A new development has emerged over the disappearance of the leader of the Indigenous People Of Biafra (IPOB)
The family of Mazi Nnamdi Kanu, the controversial leader of the Indigenous People of Biafra, IPOB, has condemned the Embassy of Switzerland in Abuja for allegedly denying travelling visa to members of the family invited by the United Nations to the 116th United Nations Human Rights Working Group on Enforced and Involuntary Disappearances.
According to Prince Emmanuel Kanu, Nnamdi Kanu’s younger brother, the family members were invited by UN as key witnesses of the alleged mass murder committed by the Nigerian security operatives when the family compound was invaded on September 14, 2017, during the Operation Python Dance ll conducted by the Nigerian Army.

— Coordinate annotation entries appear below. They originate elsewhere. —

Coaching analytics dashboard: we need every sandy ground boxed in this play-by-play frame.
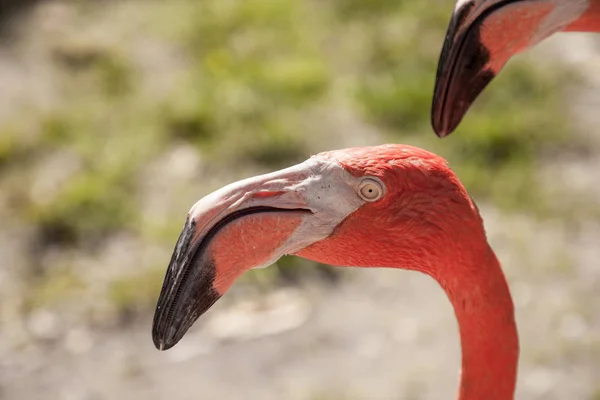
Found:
[0,5,600,400]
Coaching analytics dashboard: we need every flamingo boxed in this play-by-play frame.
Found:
[152,144,519,400]
[431,0,600,137]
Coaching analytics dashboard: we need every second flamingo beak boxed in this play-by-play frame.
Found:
[431,1,496,137]
[152,157,361,350]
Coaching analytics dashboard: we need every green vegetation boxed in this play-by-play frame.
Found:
[0,0,569,309]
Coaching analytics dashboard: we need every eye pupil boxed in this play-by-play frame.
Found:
[358,178,383,202]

Emmanuel Kanu said apart from the family members, “key IPOB members who witnessed the genocide at Afaraukwu were also denied visas.” He accused the Embassy of “conspiracy, collusion and unholy dealings with Abuja to frustrate the family and help the Nigerian state escape punishment.” Kanu further disclosed that some Amazonians fleeing persecutions in the Camerouns were equally denied visa by the Swiss Embassy, alleging that it was a clear indication that the Embassy was colluding with “oppressive administrations to suppress freedom fighters.” He lamented what he called bad faith of the Swiss Embassy in constituting itself to an impediment to the family’s bid to get justice over the unprovoked invasion of the family house and the disappearance of their beloved ones including his parents, Eze Israel Kanu, the traditional ruler of Afaraukwu community and his wife, Lolo Sally Kanu. “Some of our family members who were invited by the United Nations could not understand why they should be denied visas. Some Amazonians who fled Cameroun to Nigeria who were also invited to the United Nations by this same working group were also denied visas. “The reason for the invitation is to state categorically as eye witnesses, to the United Nations, what happened on the 14th of September 2017, when the Nigerian Army illegally invaded the home of Mazi Nnamdi Kanu, the IPOB leader. “For the fact that you house the world body does not give you the right to deny victims and key eyewitnesses of torture and genocide visas even when the same world body invited them,” Kanu lamented. He therefore appealed to the UN as well as the United States of America and other human rights promoting nations to prevail on the Swiss Government to change their decision and issue visas to the invitees so that the UN could get first hand information from them.